There remains a possibility that an institution that rules on future debt may be biased for or against certain governments. If the major powers regard a country as an important trade partner or strategic ally, the institution might fail to brand the government odious regardless of potential misdeeds. For instance, it is unlikely an institution would brand either China or Saudi Arabia as odious. Since such regimes with powerful friends can borrow presently, biased decisions in their favor would simply maintain the status quo. If instead the institution disfavors a government for foreign policy reasons, even though the government has the consent of the people or spends for their benefit, the institution might falsely term it odious, thus cutting it off from lending. For example, the United States might wish to block loans to Cuba under Fidel Castro, independent of whether the regime satisfies the definition of odiousness. If this happened, citizens of the country would be worse off than under the status quo. The institution could be designed under a “do no harm” principle. Requiring unanimity or a two-thirds vote to declare a regime odious could safeguard against the possibility that a country would falsely be branded odious due to the biases of a few members of the institution.

Inherited Debt

It also is important to consider how the new policy would affect an odious regime that inherits legitimate debt from the previous government. Even under the status quo, an odious regime likely would prefer not to repay its creditors and instead keep the repayment money for itself. It would be difficult to extract these resources from the regime; the best it may be possible to do is to prevent it from procuring more resources. To reduce the probability of the regime defaulting on its obligations, the international community might consider providing specific exemptions for the rollover of existing loans.

Who Should Assess Regimes?

A key question is which institution might judge odiousness. The United Nations Security Council already imposes sanctions against governments, so it is a natural candidate. The United States and the other permanent members (China, France, Russia, and the United Kingdom) might prefer this option since they would have veto power. Another option is a new international judicial body that hears cases brought against particular regimes and is composed of professional jurists representing several countries, similar to the International Court of Justice or the newly established International Criminal Court in the Hague.

Another approach is for major creditor countries to implement this system using solely domestic institutions. If the United States changed its laws to prevent seizure of a foreign government’s assets when it repudiates odious debt, an American court ruled that a regime was odious, and the United States announced it would oppose IMF or World Bank aid packages to a successor regime that repaid illegitimate debt, then banks even outside the United States would likely be reluctant to lend to that regime, fearing that successor governments would not repay.

It might also be possible for civil society to begin putting pressure on banks not to lend to illegitimate governments. If a well-respected nongovernmental organization identified odious regimes and promulgated a list of them, creditors might be reluctant to lend to governments on the list.

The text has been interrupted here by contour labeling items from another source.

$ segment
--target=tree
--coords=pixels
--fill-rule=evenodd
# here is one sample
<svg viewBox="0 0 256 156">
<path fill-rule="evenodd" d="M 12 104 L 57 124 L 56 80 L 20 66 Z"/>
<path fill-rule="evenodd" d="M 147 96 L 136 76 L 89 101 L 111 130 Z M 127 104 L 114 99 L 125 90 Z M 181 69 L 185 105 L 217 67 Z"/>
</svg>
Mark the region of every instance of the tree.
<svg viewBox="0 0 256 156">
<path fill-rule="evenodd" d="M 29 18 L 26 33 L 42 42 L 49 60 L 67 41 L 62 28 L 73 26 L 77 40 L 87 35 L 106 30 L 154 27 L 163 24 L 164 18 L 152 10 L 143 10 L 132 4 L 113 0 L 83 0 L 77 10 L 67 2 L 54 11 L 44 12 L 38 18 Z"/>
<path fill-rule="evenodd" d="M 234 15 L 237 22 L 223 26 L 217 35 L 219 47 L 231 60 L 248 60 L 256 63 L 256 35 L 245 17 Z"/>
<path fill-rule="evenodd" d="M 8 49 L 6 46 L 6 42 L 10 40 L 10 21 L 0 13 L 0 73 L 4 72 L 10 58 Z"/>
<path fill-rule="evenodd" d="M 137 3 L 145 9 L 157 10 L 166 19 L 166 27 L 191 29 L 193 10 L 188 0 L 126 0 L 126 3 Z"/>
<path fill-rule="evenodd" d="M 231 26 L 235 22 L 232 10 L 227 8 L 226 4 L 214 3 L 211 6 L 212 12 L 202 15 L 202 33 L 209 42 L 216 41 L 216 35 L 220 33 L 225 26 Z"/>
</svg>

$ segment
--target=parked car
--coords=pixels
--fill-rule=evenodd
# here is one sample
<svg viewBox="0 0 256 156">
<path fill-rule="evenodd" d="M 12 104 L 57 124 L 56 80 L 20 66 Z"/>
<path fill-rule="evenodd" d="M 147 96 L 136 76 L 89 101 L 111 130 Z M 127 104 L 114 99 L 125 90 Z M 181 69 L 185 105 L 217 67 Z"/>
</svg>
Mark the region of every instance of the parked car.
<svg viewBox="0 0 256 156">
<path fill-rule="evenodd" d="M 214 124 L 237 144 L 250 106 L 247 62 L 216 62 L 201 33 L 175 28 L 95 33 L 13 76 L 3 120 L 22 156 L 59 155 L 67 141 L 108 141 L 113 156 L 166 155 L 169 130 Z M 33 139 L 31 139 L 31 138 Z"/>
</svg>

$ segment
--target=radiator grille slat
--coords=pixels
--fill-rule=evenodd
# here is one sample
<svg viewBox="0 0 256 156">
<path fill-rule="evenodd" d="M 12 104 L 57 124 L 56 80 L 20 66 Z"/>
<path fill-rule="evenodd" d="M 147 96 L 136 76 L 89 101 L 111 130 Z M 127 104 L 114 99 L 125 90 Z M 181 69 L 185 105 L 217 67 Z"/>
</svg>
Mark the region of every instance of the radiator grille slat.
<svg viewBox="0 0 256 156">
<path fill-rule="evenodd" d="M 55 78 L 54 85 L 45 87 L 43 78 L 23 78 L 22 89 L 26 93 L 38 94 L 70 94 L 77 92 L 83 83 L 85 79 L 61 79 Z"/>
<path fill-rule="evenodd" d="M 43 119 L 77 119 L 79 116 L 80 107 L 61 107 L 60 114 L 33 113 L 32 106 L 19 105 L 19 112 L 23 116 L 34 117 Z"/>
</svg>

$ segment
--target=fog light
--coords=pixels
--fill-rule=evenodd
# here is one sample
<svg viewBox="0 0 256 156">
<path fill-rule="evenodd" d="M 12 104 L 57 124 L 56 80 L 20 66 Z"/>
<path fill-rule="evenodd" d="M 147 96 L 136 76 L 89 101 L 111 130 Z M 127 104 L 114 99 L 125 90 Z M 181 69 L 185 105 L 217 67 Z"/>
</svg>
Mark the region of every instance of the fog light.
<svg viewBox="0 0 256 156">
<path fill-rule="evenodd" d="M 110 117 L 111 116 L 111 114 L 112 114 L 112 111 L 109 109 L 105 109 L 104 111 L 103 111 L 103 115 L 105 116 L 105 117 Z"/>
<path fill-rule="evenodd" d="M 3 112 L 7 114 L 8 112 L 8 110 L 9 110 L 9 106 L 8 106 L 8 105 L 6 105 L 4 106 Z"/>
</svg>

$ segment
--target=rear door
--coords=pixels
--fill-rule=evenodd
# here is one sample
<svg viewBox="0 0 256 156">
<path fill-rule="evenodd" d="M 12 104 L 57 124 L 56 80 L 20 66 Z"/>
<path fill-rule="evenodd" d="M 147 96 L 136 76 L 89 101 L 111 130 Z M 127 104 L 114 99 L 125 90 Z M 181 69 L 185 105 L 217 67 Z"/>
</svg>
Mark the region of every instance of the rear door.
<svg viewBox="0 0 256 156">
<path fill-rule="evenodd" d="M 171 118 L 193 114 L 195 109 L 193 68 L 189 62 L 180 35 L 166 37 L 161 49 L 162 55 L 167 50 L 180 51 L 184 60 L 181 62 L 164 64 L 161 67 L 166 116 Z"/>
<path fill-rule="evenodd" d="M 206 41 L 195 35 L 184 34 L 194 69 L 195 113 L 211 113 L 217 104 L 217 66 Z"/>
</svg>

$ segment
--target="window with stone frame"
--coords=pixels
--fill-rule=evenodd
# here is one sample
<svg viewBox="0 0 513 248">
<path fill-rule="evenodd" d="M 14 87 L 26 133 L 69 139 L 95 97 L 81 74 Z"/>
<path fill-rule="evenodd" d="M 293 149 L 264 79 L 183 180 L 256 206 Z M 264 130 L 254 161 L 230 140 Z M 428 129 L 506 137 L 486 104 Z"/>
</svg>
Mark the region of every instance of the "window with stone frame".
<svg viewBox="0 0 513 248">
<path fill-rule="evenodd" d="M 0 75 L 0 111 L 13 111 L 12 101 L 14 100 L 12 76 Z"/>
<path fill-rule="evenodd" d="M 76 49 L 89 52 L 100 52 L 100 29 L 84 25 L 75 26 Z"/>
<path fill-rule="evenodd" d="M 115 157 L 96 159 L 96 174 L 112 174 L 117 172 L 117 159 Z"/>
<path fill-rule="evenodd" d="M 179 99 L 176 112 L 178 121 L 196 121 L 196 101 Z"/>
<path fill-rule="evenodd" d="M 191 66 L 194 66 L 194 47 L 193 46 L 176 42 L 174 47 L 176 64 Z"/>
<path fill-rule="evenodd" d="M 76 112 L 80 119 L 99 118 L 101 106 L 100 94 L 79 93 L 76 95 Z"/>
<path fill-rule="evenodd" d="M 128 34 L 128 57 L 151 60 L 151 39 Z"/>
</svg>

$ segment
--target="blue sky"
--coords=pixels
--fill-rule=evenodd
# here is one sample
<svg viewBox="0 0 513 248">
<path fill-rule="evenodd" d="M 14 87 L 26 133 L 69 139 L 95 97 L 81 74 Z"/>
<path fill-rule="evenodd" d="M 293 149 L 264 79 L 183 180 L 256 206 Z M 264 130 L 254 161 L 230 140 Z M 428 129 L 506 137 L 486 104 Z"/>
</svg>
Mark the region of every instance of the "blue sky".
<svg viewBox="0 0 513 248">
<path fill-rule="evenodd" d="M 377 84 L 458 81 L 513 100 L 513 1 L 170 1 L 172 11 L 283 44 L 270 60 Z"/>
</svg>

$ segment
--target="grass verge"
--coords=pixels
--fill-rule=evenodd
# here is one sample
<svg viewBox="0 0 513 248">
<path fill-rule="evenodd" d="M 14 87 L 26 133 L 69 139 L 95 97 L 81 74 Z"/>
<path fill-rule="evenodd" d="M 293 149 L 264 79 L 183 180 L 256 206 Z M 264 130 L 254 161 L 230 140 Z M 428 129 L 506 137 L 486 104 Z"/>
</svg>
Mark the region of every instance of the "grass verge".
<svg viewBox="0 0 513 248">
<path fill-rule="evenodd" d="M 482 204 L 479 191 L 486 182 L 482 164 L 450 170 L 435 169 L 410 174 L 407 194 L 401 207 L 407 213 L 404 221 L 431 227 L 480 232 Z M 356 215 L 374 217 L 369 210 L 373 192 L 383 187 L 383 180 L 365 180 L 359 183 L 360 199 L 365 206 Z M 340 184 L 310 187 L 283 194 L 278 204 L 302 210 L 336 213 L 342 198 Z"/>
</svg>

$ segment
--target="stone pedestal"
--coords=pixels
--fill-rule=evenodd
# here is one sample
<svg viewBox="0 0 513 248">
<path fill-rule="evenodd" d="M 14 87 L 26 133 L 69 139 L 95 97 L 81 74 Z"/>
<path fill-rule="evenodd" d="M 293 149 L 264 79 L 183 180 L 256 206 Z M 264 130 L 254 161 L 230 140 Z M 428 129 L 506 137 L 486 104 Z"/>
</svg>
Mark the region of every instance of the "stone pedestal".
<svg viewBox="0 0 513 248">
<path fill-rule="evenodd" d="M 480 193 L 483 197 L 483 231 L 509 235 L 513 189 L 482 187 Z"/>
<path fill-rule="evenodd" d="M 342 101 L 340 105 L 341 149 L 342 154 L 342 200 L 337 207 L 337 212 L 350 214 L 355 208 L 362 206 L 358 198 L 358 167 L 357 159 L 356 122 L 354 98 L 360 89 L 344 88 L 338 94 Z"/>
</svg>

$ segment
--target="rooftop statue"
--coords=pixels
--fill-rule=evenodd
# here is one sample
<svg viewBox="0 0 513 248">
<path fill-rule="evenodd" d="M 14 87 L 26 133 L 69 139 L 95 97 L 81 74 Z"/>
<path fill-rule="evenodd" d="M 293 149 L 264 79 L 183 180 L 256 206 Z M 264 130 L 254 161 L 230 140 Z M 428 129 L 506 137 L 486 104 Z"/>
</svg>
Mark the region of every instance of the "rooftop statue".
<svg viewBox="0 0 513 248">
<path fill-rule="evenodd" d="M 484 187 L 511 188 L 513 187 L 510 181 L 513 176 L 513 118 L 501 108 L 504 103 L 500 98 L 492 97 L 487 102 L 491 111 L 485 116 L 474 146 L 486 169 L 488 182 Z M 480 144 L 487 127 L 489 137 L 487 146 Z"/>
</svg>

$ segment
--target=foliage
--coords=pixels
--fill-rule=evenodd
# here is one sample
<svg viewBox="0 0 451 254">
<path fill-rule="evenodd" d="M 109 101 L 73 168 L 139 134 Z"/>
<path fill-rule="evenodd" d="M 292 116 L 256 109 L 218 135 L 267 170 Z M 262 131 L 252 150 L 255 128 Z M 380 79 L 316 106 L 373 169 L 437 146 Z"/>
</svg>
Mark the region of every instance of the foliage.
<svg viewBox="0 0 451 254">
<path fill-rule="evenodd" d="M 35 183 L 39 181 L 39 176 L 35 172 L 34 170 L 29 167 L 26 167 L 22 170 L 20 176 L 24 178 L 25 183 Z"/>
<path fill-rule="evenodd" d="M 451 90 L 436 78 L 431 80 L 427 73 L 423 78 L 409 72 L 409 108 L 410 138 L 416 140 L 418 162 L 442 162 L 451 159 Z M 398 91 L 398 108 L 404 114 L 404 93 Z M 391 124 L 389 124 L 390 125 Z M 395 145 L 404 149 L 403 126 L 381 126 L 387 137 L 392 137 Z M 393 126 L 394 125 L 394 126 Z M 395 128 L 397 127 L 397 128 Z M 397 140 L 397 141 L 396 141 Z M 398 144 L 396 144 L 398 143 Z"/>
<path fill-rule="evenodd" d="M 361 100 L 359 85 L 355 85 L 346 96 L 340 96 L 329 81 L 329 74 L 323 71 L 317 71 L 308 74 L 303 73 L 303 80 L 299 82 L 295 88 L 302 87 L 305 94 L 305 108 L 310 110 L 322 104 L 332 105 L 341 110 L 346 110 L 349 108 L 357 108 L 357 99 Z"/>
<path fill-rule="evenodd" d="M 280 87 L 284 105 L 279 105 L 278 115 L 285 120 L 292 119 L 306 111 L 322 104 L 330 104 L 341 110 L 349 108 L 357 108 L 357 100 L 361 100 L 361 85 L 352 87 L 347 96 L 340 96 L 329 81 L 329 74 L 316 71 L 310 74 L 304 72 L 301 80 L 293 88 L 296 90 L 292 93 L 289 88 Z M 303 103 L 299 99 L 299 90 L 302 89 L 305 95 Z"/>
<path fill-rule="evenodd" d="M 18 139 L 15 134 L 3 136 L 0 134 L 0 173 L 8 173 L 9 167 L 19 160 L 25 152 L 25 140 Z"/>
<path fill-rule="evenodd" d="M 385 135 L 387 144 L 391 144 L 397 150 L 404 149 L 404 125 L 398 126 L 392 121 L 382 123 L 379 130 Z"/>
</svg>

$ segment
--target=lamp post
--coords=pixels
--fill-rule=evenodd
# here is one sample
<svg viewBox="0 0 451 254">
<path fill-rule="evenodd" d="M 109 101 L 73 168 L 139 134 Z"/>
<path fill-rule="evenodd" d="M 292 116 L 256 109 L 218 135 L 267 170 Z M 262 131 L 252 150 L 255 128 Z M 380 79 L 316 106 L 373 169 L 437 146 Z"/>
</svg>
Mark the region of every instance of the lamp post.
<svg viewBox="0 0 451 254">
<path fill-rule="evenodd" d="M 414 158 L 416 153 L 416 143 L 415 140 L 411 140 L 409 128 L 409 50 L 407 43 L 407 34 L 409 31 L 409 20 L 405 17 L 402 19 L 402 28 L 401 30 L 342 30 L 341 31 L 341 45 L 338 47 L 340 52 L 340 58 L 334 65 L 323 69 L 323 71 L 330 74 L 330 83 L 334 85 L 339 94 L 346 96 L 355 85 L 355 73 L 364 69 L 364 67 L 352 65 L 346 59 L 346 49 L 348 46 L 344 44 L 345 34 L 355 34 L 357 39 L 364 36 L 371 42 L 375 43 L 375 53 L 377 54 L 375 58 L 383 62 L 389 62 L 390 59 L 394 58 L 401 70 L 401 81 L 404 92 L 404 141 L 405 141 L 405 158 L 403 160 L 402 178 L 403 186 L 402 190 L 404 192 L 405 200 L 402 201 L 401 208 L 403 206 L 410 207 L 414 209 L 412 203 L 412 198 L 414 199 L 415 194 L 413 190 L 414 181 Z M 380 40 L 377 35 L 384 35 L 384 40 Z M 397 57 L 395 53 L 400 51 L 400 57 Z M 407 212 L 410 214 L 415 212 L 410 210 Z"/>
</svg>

In short, the international community or even a few major countries, possibly in concert with nongovernmental agencies, could create a new norm under which a country is not responsible for odious debt, and creditors therefore do not issue odious debt in the first place.

This new policy could help legitimate debtors and their creditors. Creditors would benefit from knowing the rules of the game in advance. Currently, there is a movement to nullify some debt on the grounds of odiousness, but it is hard for creditors to anticipate which loans will be considered odious in the future. If odiousness were declared in advance, banks would avoid lending to odious regimes in the first place and no longer face the risk of large losses if a successful campaign nullifies their outstanding loans. Greater certainty would ensure that interest rates for legitimate borrowers would be lower. Most important, dictators would no longer be able to borrow, loot the proceeds—or use them to finance repression—and then saddle their citizens with the debts.